Qué
triste ha de ser el tener que alegrarse por la victoria de un personaje
como Jair Bolsonaro. La oposición venezolana, en su orfandad de
líderes, no tiene más remedio que vivir de los éxitos de los peores
especímenes de la fauna de la ultraderecha. [Y pensar que en esa
oposición hay personas y personajes que juran ser de izquierda].
Ya
lo hizo en su momento con el infame estadounidense George W. Bush y con
el ruin colombiano Álvaro Uribe, para solo mencionar dos de sus
presidentes favoritos a lo largo de estos 20 años.
Otras
veces, la dirigencia opositora venezolana ha expresado su apoyo a
líderes cuyo mérito más relevante ha sido la de ser el adversarios de la
opción izquierdista, como los candidatos que se han enfrentado a Evo
Morales en Bolivia y los que se opusieron a Lula Da Silva y a Dilma
Rousseff en Brasil o a Rafael Correa, en Ecuador. Por cierto, los
nombres de estos políticos han caído en el más oxidado de los olvidos.
En
las elecciones de Estados Unidos, la naturaleza de nuestra oposición se
inclina habitualmente hacia los Republicanos, aunque en el último
proceso algunos tenían dudas acerca de la bestia Trump. Igual, cuando
ganó estuvieron felices, en especial desde que comenzó a aplicar sus
arbitrarias sanciones contra Venezuela. Admirar a Trump no los deja muy
bien parados en su pose de adalides de la democracia que luchan contra
una tiranía, pero “eso es lo que hay” por ahora en la Casa Blanca.
Hasta
hace poco, el caso más notable de apoyar a “quien sea” con tal de que
sea enemigo de la Revolución venezolana era el de Iván Duque, en
Colombia. La derecha venezolana se lanzó con todo a respaldarlo a
sabiendas de que es el muñeco del ventrílocuo Uribe, enemigo jurado del
chavismo. Además, la oposición criolla vio en Duque la opción para
evitar el triunfo del candidato presuntamente chavista Gustavo Petro,
aunque ha quedado demostrado que Petro es los que prefieren indefinirse
sobre la base de cálculos electorales que, dicho sea de paso, hasta
ahora le han salido mal.
Pues
bien, cuando se creía que Trump y Duque eran el llegadero de una
oposición desesperada, ha aparecido Bolsonaro en el horizonte y se ha
convertido en presidente de Brasil con los votos del pueblo, pero
basándose en el discurso más antipopular, segregacionista y atrasado que
alguien hubiera podido imaginar.
Imbuidos
por esa nueva victoria ajena de la ultraderecha, los opositores
venezolanos se animan a despojarse de varias de sus máscaras.
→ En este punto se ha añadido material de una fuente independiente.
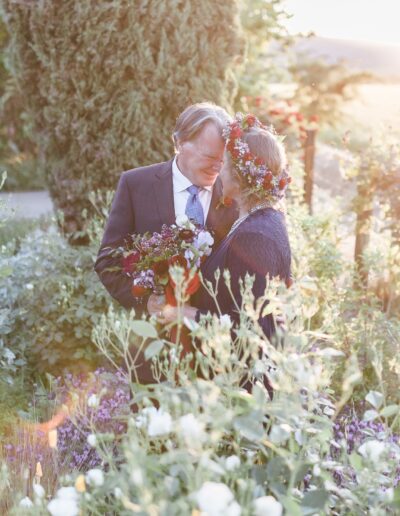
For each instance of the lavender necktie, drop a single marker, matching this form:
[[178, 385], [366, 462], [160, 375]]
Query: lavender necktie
[[194, 209]]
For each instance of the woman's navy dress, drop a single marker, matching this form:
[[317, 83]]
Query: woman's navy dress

Veamos:
Los
mismos que denuncian la existencia de presos políticos en Venezuela, se
congratulan por el triunfo de alguien que ganó gracias a que el
candidato favorito está injustamente privado de libertad y, según el
presidente electo, se va a podrir en la cárcel.
Los
mismos que denuncian crueles torturas en las ergástulas del Sebin,
apoyan a un sujeto que hace apología de los tormentos aplicados por la
dictadura que gobernó Brasil entre 1964 y 1985; que ha elogiado
públicamente al esbirro que torturó a la expresidenta Rousseff; y que ha
afirmado, sin espacios para la interpretación (no me vengan con que
está fuera de contexto), que el error de la dictadura fue torturar, en
lugar de matar.
Los
mismos que dicen luchar por los logros de las sociedades democráticas
que consideran más avanzadas, han terminado aplaudiendo a un elemento
que está en contra de las más elementales reivindicaciones sociales, las
que se han ido conquistando trabajosamente desde el siglo XIX, como la
igualdad étnica y de género, la libertad de preferencia sexual, los
derechos de los pueblos originarios y los de las futuras generaciones a
disfrutar de un ambiente sano.
Los
vítores de la clase opositora venezolana a este emblema del retorno a
los peores tiempos de América Latina es una prueba más de su debacle
política y moral. Es una alegría que da tristeza.